There are 2 types of smooth muscles:
Visceral (single unit) – more common – more like cardiac fibers
Multi unit – less common
Very similar to physiology of skeletal except:
Much slower contractions (onset and duration) It takes much longer for a contraction to initiate and the duration may be for hours.
Has the ability to stretch and distend to much greater lengths.
E. Muscle metabolism:
There are 3 ways in which muscles can generate ATP for
contraction.
- Creatine phosphate (CP)
High-energy molecule found only in muscles
Creatine is produced in the liver, kidneys & pancreas, then transferred to muscles.
Creatine kinase (CK), an enzyme, transfers a phosphate (PO4) group from ATP to creatine making creatine phosphate (this is a reversible reaction).
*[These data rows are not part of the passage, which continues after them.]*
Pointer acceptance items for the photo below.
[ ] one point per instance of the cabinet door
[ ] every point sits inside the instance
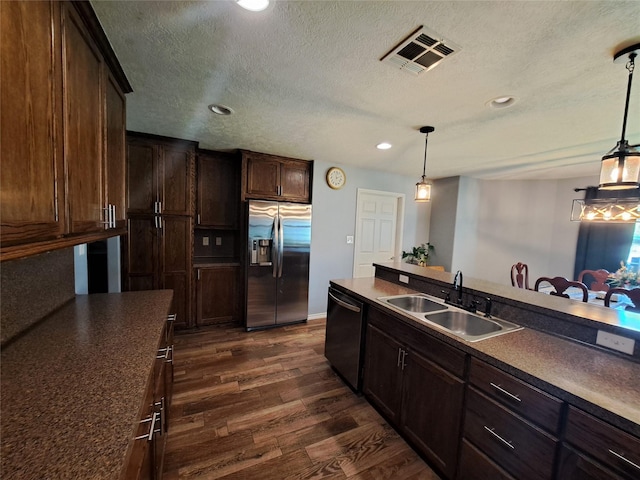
(432, 411)
(142, 270)
(115, 150)
(218, 190)
(31, 140)
(217, 295)
(295, 180)
(83, 125)
(383, 372)
(263, 177)
(175, 264)
(142, 176)
(176, 174)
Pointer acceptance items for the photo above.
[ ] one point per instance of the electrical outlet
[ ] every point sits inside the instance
(615, 342)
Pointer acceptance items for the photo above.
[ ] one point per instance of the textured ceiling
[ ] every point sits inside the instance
(305, 80)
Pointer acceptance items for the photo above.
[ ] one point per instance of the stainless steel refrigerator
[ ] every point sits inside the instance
(279, 241)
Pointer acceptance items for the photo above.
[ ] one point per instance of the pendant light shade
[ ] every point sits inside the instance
(620, 167)
(423, 187)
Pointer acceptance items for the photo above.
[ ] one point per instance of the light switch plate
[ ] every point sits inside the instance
(615, 342)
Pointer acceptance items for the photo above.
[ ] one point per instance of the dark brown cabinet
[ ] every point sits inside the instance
(596, 450)
(512, 423)
(218, 193)
(159, 256)
(415, 380)
(59, 117)
(160, 175)
(31, 184)
(270, 177)
(218, 295)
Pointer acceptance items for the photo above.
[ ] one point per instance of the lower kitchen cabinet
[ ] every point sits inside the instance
(512, 423)
(218, 294)
(596, 450)
(405, 379)
(158, 256)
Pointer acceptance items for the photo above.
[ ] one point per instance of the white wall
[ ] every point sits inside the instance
(334, 215)
(516, 221)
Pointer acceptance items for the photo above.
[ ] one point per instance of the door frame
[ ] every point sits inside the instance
(399, 221)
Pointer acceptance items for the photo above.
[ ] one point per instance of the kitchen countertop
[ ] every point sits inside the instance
(600, 383)
(73, 386)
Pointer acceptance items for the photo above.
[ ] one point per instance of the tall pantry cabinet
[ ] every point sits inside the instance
(160, 214)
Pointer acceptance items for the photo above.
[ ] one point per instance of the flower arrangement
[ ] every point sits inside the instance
(419, 255)
(623, 277)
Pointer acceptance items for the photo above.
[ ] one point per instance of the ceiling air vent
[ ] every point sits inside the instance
(420, 51)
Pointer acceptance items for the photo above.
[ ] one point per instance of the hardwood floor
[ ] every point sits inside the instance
(266, 405)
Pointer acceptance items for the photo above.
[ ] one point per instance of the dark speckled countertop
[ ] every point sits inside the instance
(600, 383)
(72, 386)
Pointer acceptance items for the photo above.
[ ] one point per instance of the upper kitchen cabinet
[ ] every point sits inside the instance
(160, 175)
(63, 123)
(218, 190)
(270, 177)
(32, 187)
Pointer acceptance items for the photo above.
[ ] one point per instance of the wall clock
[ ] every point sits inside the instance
(336, 178)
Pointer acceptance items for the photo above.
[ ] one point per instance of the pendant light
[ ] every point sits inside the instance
(620, 168)
(423, 188)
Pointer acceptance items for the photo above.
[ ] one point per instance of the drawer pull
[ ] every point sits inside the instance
(508, 394)
(506, 442)
(621, 457)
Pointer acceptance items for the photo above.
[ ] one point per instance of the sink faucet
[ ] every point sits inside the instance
(457, 285)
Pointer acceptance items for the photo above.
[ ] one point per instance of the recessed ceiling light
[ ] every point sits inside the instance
(502, 102)
(220, 109)
(253, 5)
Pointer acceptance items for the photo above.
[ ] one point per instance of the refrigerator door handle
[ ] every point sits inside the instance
(275, 246)
(280, 246)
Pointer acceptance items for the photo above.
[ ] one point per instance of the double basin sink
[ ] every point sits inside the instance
(467, 325)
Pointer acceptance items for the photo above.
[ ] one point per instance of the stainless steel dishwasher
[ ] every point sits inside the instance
(344, 342)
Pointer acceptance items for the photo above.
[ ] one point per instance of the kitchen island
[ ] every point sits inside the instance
(73, 386)
(580, 393)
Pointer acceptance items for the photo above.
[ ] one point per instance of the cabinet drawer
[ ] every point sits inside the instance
(475, 465)
(522, 449)
(522, 398)
(574, 466)
(448, 357)
(604, 442)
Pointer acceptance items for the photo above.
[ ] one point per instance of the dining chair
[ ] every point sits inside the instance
(633, 294)
(599, 278)
(560, 284)
(520, 275)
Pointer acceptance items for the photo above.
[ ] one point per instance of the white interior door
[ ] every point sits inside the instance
(378, 230)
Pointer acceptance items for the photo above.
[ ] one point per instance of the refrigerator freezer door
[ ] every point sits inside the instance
(293, 271)
(261, 279)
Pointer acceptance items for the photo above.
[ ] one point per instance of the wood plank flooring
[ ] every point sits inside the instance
(266, 405)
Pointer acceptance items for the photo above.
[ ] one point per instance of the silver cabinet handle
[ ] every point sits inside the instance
(506, 442)
(622, 457)
(508, 394)
(153, 419)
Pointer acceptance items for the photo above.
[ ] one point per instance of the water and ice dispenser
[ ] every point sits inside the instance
(261, 251)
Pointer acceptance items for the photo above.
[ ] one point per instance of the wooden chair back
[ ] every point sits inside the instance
(633, 294)
(599, 278)
(560, 284)
(520, 275)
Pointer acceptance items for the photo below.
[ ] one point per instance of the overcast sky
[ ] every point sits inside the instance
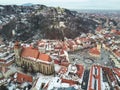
(70, 4)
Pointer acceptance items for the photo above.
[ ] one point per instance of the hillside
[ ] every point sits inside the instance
(39, 21)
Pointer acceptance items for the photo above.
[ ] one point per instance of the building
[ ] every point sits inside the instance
(32, 59)
(95, 51)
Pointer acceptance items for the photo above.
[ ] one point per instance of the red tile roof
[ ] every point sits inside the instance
(30, 52)
(117, 71)
(80, 70)
(45, 57)
(117, 53)
(94, 51)
(23, 78)
(34, 53)
(63, 70)
(71, 82)
(16, 45)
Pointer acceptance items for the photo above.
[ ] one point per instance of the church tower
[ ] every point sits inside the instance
(99, 46)
(17, 50)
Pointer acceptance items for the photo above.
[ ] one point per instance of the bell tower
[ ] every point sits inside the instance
(17, 50)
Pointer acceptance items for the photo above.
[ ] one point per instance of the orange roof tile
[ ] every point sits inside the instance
(94, 51)
(45, 57)
(117, 71)
(71, 82)
(80, 70)
(30, 52)
(63, 70)
(16, 45)
(117, 53)
(23, 78)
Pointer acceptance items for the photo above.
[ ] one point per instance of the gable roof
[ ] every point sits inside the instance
(30, 52)
(45, 57)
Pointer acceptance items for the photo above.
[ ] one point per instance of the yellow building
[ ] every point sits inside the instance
(33, 59)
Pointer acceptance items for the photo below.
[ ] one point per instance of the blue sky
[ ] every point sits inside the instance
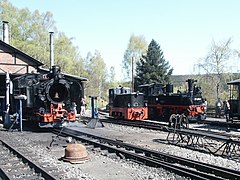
(184, 29)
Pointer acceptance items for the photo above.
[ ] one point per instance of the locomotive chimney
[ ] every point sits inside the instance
(5, 32)
(51, 50)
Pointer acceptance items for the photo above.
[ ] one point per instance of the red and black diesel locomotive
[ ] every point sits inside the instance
(162, 102)
(126, 105)
(51, 97)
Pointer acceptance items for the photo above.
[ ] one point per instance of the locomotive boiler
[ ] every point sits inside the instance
(51, 98)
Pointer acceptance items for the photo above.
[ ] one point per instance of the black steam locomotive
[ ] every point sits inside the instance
(127, 105)
(52, 98)
(162, 102)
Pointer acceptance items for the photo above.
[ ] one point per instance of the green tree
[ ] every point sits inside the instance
(153, 68)
(97, 75)
(215, 69)
(136, 47)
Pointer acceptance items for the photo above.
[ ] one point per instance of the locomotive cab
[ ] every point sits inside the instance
(234, 100)
(126, 105)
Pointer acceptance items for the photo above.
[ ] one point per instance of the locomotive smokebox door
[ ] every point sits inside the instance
(75, 153)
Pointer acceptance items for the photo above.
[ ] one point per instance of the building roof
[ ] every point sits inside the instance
(12, 50)
(234, 82)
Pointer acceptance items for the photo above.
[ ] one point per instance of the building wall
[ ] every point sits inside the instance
(13, 64)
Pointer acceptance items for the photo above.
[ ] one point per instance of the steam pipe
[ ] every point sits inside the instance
(5, 32)
(51, 50)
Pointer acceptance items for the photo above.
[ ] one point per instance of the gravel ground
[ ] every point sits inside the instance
(105, 166)
(101, 166)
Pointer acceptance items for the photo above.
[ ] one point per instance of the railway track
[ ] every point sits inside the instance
(218, 144)
(178, 165)
(19, 162)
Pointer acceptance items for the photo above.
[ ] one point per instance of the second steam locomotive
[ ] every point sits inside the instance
(157, 102)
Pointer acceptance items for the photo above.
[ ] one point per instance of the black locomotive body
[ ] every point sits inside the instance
(126, 105)
(51, 98)
(162, 102)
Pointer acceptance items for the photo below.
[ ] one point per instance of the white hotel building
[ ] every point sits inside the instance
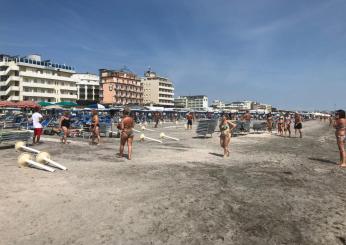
(157, 90)
(88, 87)
(30, 78)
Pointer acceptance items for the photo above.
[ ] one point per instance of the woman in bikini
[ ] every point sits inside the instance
(340, 133)
(95, 127)
(270, 122)
(288, 122)
(226, 127)
(298, 125)
(65, 126)
(281, 126)
(126, 126)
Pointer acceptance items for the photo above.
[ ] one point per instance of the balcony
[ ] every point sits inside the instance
(38, 85)
(8, 90)
(68, 96)
(45, 76)
(39, 94)
(8, 80)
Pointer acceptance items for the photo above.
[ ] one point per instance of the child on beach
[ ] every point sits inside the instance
(226, 127)
(340, 133)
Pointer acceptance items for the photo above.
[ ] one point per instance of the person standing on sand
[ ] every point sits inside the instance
(288, 122)
(331, 120)
(156, 118)
(126, 126)
(95, 127)
(65, 126)
(189, 118)
(298, 125)
(226, 127)
(247, 117)
(340, 133)
(36, 121)
(281, 125)
(270, 122)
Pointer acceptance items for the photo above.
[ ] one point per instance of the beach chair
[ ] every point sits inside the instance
(205, 127)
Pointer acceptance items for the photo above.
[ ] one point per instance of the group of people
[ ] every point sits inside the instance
(126, 126)
(284, 124)
(64, 127)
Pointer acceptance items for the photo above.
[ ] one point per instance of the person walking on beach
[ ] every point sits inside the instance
(156, 118)
(288, 122)
(270, 122)
(189, 118)
(331, 120)
(36, 121)
(126, 126)
(226, 127)
(65, 126)
(340, 133)
(281, 126)
(95, 128)
(298, 125)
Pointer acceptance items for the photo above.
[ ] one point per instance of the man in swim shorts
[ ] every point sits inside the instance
(126, 126)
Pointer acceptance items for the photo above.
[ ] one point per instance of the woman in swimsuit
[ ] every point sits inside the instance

ATP + creatine creatine phosphate + ADP ATP + creatine This readily accessible form of energy provides maximum muscle contraction for up to 15 secs of activity. The breakdown product of creatine is creatinine, a metabolite excreted in the urine.
- Anaerobic glycolysis
Occurs in the absence of oxygen
Takes place in the sarcoplasm
This is the BREAKDOWN of glucose (glycolysis) in a series of steps to form ATP
This process results in 2 molecules of ATP & 2 molecules of pyruvic acid (which go on to aerobic respiration to form lots more ATP)
During heavy exercise when not enough oxygen is available, the pyruvic acid is converted into LACTIC ACID, which travels to the liver and is converted back to glucose (however in high doses this contributes to the temporary rise in the blood acidity and is thought to cause muscle soreness).
Produces enough ATP for maximum muscle contraction for 30-40 secs of activity (i.e. 400 meter dash).